Each backend (or 1 if I keep everything together on the master) has indeed an ou=People (or Users, doesn't matters) with PosixAccount and an ou=groups (using rfc2307bis to combine posixGroup and groupOfNames)
Indeed, I want the DIT level to be kept shallow. Maybe I can try something with slapo-dynlist, as I will use the overlay to create dynamic groups with memberURL anyway.
Not sure what ACLs you've got or the overall function of your directory server to advise a new DIT.
For the moment I have no special ACL's.
OT: In the end, my goal is to provide an integrated directory service, for three affiliated companies. Primary goal for Linux authentication/authorization, puppet node configs, netgroups, sudo and ssh.... Secondary goal app data or users.
Not easy if you want the directory to be perfect ;-)
Thx a lot for the very useful responses!
On Tue, Jul 17, 2012 at 5:06 PM, Aaron Richton richton@nbcs.rutgers.edu wrote:
On Tue, 17 Jul 2012, Pieter Baele wrote:
Given databases:
--- dc=common,dc=example,dc=org --- dc=shared,dc=example,dc=org --- dc=companyA,dc=example,dc=org --- dc=companyB,dc=example,dc=org --- dc=companyC,dc=example,dc=org
all slaves represent this as "dc=example,dc=org"
it looks like a really good situation for a simple glue configuration using the "subordinate" keyword; see slapd.conf(5).

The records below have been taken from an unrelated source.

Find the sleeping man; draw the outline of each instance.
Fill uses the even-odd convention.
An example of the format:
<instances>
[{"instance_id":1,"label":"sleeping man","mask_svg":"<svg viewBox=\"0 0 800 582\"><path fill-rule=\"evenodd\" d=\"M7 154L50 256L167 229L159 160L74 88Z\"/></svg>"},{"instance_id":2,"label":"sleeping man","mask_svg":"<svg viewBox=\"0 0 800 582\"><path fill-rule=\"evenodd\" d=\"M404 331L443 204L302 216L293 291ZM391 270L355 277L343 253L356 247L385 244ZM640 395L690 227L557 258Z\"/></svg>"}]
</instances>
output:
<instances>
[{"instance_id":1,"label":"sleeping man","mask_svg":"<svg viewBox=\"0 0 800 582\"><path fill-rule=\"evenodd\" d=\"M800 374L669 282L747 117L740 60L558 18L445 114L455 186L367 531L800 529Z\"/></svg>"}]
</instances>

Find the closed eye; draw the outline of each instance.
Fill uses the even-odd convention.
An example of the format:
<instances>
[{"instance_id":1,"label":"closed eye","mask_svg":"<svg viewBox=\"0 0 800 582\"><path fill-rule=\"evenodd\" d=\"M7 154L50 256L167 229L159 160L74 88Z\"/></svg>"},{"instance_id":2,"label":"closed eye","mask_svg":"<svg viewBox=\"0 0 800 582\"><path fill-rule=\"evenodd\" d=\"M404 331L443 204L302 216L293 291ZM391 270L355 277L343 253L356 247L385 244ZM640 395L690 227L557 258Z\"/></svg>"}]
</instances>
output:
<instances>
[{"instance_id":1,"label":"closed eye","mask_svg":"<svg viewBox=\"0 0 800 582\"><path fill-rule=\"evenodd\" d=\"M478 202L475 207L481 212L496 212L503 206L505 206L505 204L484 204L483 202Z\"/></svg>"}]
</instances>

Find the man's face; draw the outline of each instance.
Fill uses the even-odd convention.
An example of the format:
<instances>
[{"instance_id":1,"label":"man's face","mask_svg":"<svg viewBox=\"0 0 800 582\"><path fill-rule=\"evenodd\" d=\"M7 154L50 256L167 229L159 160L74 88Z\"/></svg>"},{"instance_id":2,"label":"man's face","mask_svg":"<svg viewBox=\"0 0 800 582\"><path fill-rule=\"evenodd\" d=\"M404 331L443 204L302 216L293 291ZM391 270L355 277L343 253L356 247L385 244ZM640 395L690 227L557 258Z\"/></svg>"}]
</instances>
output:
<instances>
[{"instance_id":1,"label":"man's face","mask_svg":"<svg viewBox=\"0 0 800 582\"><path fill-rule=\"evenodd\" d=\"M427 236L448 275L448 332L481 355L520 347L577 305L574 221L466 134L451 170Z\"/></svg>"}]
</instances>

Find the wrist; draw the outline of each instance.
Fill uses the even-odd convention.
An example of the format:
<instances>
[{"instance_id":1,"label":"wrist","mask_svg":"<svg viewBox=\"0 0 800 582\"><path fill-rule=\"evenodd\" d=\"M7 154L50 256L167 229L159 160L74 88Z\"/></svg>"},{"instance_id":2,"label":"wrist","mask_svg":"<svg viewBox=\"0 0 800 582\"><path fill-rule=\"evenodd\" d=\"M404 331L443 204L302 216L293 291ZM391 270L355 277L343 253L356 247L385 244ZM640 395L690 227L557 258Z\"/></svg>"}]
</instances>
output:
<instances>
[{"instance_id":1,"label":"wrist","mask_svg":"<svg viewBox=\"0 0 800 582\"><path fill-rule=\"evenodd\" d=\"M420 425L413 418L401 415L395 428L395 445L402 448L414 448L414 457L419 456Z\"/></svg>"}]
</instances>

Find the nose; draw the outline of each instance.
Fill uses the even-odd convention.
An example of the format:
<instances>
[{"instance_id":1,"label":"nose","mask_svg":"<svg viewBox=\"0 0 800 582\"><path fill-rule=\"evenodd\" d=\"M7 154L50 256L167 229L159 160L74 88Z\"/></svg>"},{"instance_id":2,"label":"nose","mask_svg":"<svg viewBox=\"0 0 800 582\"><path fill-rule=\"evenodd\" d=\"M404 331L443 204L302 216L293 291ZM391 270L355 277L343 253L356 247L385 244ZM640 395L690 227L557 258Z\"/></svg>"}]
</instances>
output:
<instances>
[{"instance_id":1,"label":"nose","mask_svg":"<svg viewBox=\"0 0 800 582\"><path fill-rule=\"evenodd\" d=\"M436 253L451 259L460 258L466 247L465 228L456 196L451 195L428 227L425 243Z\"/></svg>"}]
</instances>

Had some problems configuring subordinate, a conflict, because of the suffix. Can you give an example based on my example? :-S
I plan to do some contributions
One method also worth putting on the table is hosting the single backend "dc=example,dc=org" on your master and selectively replicating appropriate portions of the DIT using appropriate filters. (Howard recently posted to the list on the best practices to execute this.)
So partial/subtree replication? That's a nice idea, as the clients don't have access to the master. But then an extra containers or attribute is necessary.

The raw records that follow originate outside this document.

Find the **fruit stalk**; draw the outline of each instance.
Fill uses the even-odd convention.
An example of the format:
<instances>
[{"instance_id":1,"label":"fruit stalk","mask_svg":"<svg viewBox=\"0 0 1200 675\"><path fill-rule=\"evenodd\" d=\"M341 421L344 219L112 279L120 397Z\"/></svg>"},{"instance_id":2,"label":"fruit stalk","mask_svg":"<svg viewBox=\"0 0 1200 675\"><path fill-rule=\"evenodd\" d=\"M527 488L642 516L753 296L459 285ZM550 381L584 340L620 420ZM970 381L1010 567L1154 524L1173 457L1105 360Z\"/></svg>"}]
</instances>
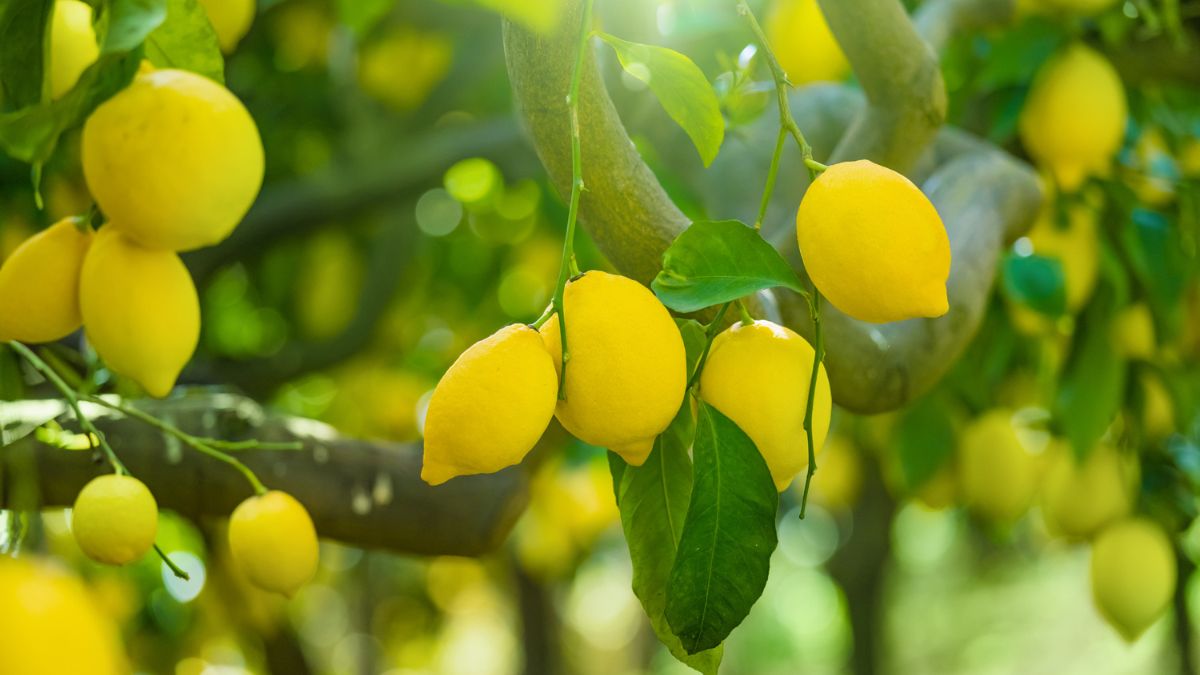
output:
<instances>
[{"instance_id":1,"label":"fruit stalk","mask_svg":"<svg viewBox=\"0 0 1200 675\"><path fill-rule=\"evenodd\" d=\"M808 490L812 487L813 474L817 472L817 453L813 445L813 394L817 390L817 374L821 361L825 359L825 339L821 333L821 292L814 286L808 299L813 323L813 365L808 379L808 403L804 407L804 434L808 437L808 470L804 473L804 493L800 497L800 518L808 512Z\"/></svg>"}]
</instances>

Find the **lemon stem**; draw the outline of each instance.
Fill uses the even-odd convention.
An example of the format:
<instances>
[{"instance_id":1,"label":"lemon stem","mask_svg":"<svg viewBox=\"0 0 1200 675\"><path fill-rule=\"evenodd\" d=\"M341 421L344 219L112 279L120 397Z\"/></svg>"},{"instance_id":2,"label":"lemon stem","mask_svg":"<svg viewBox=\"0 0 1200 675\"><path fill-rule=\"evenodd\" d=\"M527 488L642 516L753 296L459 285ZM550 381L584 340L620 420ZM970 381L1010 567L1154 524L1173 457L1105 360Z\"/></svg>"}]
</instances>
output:
<instances>
[{"instance_id":1,"label":"lemon stem","mask_svg":"<svg viewBox=\"0 0 1200 675\"><path fill-rule=\"evenodd\" d=\"M775 176L779 174L779 158L783 155L783 144L787 142L788 132L782 125L779 127L779 137L775 139L775 152L771 154L771 168L767 170L767 185L763 188L762 202L758 205L758 217L754 219L754 229L761 230L763 220L767 217L767 205L771 203L771 193L775 191Z\"/></svg>"},{"instance_id":2,"label":"lemon stem","mask_svg":"<svg viewBox=\"0 0 1200 675\"><path fill-rule=\"evenodd\" d=\"M742 302L741 300L738 300L737 306L738 306L738 313L740 313L742 315L742 325L749 326L750 324L754 323L754 317L751 316L750 310L746 309L746 303Z\"/></svg>"},{"instance_id":3,"label":"lemon stem","mask_svg":"<svg viewBox=\"0 0 1200 675\"><path fill-rule=\"evenodd\" d=\"M158 557L162 558L163 564L166 565L167 568L171 570L171 574L174 574L176 577L183 579L184 581L192 580L192 577L187 572L183 571L182 567L180 567L179 565L176 565L174 562L171 561L170 558L167 557L167 554L164 553L163 550L158 547L158 544L154 545L154 552L158 554Z\"/></svg>"},{"instance_id":4,"label":"lemon stem","mask_svg":"<svg viewBox=\"0 0 1200 675\"><path fill-rule=\"evenodd\" d=\"M696 361L696 369L688 378L688 389L691 389L696 384L696 380L700 379L700 371L704 370L704 362L708 360L708 350L712 347L713 337L716 336L717 331L721 330L721 322L725 318L727 309L729 309L728 302L721 305L721 308L717 310L717 315L704 327L704 351L700 352L700 359Z\"/></svg>"},{"instance_id":5,"label":"lemon stem","mask_svg":"<svg viewBox=\"0 0 1200 675\"><path fill-rule=\"evenodd\" d=\"M813 364L808 376L808 402L804 406L804 435L808 439L808 471L804 474L804 493L800 497L800 518L808 512L808 489L812 487L813 474L817 472L817 448L813 443L813 402L817 398L817 375L821 361L825 359L825 340L821 334L821 292L816 286L808 303L809 316L813 323Z\"/></svg>"}]
</instances>

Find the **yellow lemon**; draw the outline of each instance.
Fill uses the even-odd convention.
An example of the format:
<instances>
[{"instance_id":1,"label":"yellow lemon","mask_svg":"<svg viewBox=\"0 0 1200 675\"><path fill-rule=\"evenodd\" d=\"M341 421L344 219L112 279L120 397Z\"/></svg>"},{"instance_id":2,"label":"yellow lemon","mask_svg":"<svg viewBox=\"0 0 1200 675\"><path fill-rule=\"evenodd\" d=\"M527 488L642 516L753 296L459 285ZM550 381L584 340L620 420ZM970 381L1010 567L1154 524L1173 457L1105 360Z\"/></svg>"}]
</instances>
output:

"subordinate" keeps it really simple; personally I'd start there and ramp up only if testing/needs dictate.
I tried that approach, but can I combine "Users/People" ou's from 2 backends this way?

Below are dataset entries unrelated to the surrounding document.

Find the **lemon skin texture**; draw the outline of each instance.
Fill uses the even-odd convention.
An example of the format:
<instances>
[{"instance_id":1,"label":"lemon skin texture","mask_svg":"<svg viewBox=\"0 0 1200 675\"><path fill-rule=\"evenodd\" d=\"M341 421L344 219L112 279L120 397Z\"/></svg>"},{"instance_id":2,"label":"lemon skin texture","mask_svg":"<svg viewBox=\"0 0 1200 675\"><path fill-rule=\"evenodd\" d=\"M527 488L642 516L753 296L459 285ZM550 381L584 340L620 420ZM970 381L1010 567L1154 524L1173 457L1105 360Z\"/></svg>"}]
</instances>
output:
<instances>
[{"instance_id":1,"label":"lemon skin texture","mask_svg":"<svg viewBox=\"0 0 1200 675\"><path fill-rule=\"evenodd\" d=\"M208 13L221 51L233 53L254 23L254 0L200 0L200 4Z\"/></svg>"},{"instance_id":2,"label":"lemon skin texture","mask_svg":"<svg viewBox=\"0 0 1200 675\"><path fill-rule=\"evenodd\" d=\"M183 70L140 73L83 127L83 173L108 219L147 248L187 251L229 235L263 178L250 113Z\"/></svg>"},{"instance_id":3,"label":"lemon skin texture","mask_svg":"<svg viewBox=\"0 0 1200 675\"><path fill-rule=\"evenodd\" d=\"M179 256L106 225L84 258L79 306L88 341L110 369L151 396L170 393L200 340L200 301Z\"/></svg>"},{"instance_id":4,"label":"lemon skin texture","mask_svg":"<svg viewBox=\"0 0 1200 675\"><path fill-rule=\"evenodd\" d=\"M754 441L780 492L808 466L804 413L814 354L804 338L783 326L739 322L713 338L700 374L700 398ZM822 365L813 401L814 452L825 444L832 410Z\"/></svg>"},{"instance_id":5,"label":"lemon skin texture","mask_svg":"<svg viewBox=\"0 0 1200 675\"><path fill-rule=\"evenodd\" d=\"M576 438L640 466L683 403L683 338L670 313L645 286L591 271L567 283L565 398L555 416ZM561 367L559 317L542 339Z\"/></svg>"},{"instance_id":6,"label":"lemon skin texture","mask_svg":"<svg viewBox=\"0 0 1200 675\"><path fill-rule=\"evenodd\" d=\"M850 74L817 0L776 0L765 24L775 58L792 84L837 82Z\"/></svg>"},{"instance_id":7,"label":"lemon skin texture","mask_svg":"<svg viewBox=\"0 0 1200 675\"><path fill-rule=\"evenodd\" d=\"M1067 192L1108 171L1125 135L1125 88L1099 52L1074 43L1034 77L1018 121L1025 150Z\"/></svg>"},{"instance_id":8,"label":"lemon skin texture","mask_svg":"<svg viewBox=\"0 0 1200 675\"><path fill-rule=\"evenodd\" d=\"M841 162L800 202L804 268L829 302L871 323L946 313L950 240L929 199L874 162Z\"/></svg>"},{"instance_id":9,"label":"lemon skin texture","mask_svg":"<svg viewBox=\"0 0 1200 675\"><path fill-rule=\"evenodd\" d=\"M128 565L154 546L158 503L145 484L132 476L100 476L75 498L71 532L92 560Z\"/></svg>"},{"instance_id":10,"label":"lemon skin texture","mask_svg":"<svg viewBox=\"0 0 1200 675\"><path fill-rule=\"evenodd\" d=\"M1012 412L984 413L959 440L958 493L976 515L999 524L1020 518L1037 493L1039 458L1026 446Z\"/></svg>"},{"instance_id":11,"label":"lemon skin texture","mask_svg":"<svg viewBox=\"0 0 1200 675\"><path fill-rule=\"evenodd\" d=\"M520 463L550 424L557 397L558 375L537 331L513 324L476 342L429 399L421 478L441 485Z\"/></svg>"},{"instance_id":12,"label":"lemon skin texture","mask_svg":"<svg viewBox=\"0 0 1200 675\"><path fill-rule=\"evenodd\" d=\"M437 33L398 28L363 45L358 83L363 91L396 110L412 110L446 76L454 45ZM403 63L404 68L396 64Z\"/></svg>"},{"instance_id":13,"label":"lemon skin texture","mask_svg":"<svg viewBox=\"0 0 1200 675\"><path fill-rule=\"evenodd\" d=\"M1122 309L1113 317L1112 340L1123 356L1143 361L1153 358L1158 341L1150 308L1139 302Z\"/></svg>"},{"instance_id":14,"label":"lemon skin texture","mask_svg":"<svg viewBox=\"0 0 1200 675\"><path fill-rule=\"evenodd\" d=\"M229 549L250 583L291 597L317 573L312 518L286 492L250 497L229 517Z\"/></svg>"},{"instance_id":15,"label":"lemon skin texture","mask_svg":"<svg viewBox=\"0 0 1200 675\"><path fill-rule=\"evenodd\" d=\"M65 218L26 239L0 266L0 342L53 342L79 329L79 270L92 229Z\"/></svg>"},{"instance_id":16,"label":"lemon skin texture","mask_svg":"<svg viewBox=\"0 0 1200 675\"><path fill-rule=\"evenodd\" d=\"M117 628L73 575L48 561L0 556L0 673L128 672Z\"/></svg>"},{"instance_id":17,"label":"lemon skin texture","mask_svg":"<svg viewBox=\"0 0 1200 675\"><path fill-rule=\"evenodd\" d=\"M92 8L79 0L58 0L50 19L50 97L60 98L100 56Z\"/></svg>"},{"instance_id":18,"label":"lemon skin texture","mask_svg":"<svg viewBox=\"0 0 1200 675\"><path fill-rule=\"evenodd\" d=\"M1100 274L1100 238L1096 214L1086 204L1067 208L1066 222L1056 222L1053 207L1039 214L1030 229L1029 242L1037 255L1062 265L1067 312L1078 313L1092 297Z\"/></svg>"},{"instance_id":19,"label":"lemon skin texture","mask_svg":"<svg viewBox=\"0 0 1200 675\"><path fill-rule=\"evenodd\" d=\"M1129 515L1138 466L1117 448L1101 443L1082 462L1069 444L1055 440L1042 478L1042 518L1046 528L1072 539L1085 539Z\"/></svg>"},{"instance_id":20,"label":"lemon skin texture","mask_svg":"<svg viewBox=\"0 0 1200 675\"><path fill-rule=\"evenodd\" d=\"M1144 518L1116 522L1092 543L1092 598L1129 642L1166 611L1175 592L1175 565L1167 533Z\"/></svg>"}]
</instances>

On Wed, 18 Jul 2012, Pieter Baele wrote:
Had some problems configuring subordinate, a conflict, because of the suffix. Can you give an example based on my example? :-S
Ordering counts. The OpenLDAP test suite test012 is a worked example; run that and read testrun/slapd.1.conf to get started.
"subordinate" keeps it really simple; personally I'd start there and ramp up only if testing/needs dictate.
I tried that approach, but can I combine "Users/People" ou's from 2 backends this way?
Depends on the overall system (including the clients). But typically, you'd configure clients with the baseDN closest to the root (perhaps "dc=example,dc=com") and the client will do a subentry-scope search that implies coverage across all the various subordinates.